И тут Клем хлопнул в ладоши, обозначая выстрел. Адам встрепенулся и выбежал со сцены через левую дверь.
Элен нервно прохаживалась у рампы. Ее движения казались вымученными, но полными внутреннего смысла. Всякий жест находил свое отражение в выражении ее лица. Наконец Элен приблизилась к окну и, словно делая над собой усилие, осторожно выглянула. На сцену снова выбежал Пул.
– Спасибо, – кивнул Аллейн, глядя на часы. – Итак, пятьдесят секунд. Давайте присядем…
Актеры расселись по своим прежним местам.
– Видел ли кто-нибудь, как мистер Пул за дверью ждал своего последнего выхода на сцену? – Аллейн обвел актеров глазами.
– Но ведь дверь была прикрыта! – пожал плечами Пул. – Она ведь меня все-таки загораживала!
– Согласен. Но вас мог заметить кто-нибудь из сошедших со сцены… – Аллейн пристально посмотрел на Дорси и Персифаля.
– Мы пошли прямо к себе в комнаты, – сказал Перри.
– Вместе, что ли?
– Ну, сперва вышел я. В коридоре я встретил мисс Тарн. Я успел сказать ей буквально несколько слов, и тут следом за мной появился Джей.
– Вы помните это, мисс Тарн? – спросил инспектор.
До того мысленный взор Мартины был словно затуманен. Теперь она начала припоминать:
– Да, да… Все было именно так… Они оба говорили со мной.
– А потом пошли по коридору?
– Да.
– А вслед за ними вскорости отправились вы и мистер Беннингтон?
– Да.
– А затем к вам подошел мистер Доре и вы зашли в вашу гримерную?
– Да.
– Вы приятное исключение из общего для женщин правила, мисс Тарн, – дружелюбно улыбнулся Аллейн. – Редко получаешь от женщин такое твердое, а главное, многократно подтвержденное согласие… М-да… Итак, после того как мистер Беннингтон удалился к себе, вы, мистер Персифаль, находились в соседней комнате, прямо за перегородкой? Вы, мистер Дорси, были в комнате напротив, а мисс Тарн – в своей… то есть, пардон, в гримерной мисс Гейнсфорд, где к ней почти сразу же присоединился мистер Доре? Все верно?

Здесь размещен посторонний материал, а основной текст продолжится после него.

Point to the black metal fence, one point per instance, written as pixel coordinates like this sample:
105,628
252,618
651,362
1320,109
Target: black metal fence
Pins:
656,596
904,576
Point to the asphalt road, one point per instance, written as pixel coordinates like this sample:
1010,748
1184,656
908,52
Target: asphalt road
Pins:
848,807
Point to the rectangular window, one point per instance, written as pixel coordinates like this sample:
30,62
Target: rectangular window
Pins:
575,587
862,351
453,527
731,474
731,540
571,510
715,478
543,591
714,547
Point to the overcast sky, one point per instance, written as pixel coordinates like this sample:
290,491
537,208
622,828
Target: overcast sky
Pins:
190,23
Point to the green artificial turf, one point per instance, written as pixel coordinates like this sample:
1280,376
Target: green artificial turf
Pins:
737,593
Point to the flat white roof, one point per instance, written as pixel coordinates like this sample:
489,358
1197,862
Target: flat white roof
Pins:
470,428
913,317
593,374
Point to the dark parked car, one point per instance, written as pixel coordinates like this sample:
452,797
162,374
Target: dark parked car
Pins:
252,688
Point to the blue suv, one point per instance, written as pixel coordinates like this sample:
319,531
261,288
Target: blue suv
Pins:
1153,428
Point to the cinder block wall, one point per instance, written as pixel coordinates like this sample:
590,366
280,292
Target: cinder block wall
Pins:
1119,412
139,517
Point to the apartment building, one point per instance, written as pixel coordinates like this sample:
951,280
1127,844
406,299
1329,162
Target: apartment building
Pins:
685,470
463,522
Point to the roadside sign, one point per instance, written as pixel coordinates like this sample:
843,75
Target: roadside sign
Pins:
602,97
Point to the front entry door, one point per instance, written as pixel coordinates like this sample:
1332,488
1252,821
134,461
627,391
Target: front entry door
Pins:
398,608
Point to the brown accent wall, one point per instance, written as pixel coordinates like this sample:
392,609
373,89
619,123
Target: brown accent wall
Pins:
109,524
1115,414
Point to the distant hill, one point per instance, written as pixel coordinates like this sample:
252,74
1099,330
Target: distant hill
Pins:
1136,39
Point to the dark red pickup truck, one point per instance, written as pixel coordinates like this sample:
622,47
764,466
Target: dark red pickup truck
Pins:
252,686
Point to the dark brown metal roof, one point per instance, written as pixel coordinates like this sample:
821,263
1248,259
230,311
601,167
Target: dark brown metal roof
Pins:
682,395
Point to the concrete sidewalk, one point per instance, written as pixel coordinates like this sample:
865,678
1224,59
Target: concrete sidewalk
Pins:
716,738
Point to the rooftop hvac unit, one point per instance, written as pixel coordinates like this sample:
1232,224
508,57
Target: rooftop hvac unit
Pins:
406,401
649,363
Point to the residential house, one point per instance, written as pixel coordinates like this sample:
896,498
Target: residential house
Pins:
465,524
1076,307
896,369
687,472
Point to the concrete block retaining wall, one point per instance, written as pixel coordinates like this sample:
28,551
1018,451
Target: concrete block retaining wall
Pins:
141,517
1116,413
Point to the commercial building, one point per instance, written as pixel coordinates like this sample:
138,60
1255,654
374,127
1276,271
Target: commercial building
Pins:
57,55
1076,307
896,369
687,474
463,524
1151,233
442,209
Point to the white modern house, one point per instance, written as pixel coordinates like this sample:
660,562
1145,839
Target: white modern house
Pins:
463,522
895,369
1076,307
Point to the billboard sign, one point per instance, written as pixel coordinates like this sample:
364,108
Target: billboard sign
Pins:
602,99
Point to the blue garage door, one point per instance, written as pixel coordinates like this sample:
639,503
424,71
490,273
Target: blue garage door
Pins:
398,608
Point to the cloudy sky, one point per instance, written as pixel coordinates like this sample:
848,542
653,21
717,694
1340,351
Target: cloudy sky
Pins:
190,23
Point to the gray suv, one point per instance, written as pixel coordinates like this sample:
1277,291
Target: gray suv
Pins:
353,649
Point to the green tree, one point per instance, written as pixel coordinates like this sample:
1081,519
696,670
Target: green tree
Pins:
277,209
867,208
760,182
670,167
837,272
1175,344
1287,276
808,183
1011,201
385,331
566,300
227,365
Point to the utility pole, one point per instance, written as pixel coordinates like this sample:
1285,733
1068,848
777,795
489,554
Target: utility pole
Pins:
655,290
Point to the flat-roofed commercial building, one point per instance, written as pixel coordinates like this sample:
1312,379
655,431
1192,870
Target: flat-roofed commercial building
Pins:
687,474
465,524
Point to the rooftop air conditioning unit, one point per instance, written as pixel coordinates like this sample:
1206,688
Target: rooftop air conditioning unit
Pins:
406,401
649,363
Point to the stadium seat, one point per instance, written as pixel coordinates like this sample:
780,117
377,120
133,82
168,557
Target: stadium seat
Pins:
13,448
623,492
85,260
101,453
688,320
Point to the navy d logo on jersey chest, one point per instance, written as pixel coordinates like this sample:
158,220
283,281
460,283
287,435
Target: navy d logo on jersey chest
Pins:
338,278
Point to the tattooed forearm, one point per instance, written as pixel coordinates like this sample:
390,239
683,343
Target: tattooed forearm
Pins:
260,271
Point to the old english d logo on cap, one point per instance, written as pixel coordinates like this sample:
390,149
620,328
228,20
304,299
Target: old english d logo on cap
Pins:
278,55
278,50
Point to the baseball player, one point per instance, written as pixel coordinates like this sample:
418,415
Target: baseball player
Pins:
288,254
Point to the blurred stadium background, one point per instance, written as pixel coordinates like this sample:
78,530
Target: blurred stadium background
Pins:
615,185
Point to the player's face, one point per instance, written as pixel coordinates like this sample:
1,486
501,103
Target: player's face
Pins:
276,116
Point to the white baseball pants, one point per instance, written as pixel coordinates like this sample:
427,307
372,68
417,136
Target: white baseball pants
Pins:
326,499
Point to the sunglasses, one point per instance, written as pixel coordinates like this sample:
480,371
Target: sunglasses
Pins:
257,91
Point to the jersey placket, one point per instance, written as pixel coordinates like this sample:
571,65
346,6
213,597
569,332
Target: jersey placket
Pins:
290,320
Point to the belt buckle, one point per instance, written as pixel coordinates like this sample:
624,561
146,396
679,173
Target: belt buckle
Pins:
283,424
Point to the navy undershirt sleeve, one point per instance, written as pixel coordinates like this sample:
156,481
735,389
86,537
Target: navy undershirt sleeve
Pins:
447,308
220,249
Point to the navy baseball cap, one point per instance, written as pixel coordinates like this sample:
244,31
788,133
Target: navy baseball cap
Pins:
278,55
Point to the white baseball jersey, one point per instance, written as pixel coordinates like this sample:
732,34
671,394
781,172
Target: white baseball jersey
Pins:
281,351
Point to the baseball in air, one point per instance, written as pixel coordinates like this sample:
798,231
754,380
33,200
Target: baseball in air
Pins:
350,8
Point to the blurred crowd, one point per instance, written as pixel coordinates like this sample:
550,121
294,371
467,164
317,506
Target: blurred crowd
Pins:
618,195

Актеры ворчливо и вразнобой пробормотали «да».
– А как долго вы оставались в своих комнатах, господа?
Джейко подвигал сильно выступающим кадыком на тощей шее, словно передернул затвор винтовки.
– Я ведь уже говорил, что поправлял девочке грим, а потом вместе с ней вернулся на сцену, – сказал он.
– Мне кажется, что мистер Дорси и мистер Персифаль направились на сцену раньше нас. – Мартина наморщила лобик. – Да, я припоминаю, когда мы с Джейко шли, то слышали впереди их голоса. Это было прямо перед первым вызовом на поклоны. Тут занавес опустили, потом подняли, и мы все вышли кланяться. Правда, Джейко? Я правильно рассказываю?
– Ну конечно, малышка! – француз мягко улыбнулся ей.
Адам Пул подошел и положил руки на худенькие плечи Мартины.
– Итак, слава Богу, появляется по крайней мере одно железное алиби – для нашей малышки…
Пул легонько отклонил ее плечи назад, и Мартина, не веря своим ощущениям, поняла, что прислоняется спиной к нему, к Адаму… Аллейн в некотором удивлении перевел глаза с лица Пула на лицо Мартины и поднял брови.
– Мы дальние родственники, – ответил Пул на молчаливый вопрос суперинтендента. – Правда, она запрещает мне упоминать о нашем родстве, стесняется…
– Бедняжка! – улыбнулся Аллейн. – Ей придется часто смущаться – сходство слишком бросается в глаза…
Гая Гейнсфорд громко спросила у Дорси:
– Джей, милый, как ты считаешь, эти полицейские позволят мне взять мои сигареты?
Дорси моментально распахнул портсигар и элегантным жестом протянул его своей пассии. Но на лице его отчего-то застыла тревога…
– Простите, а где ваши сигареты? – осведомился Аллейн.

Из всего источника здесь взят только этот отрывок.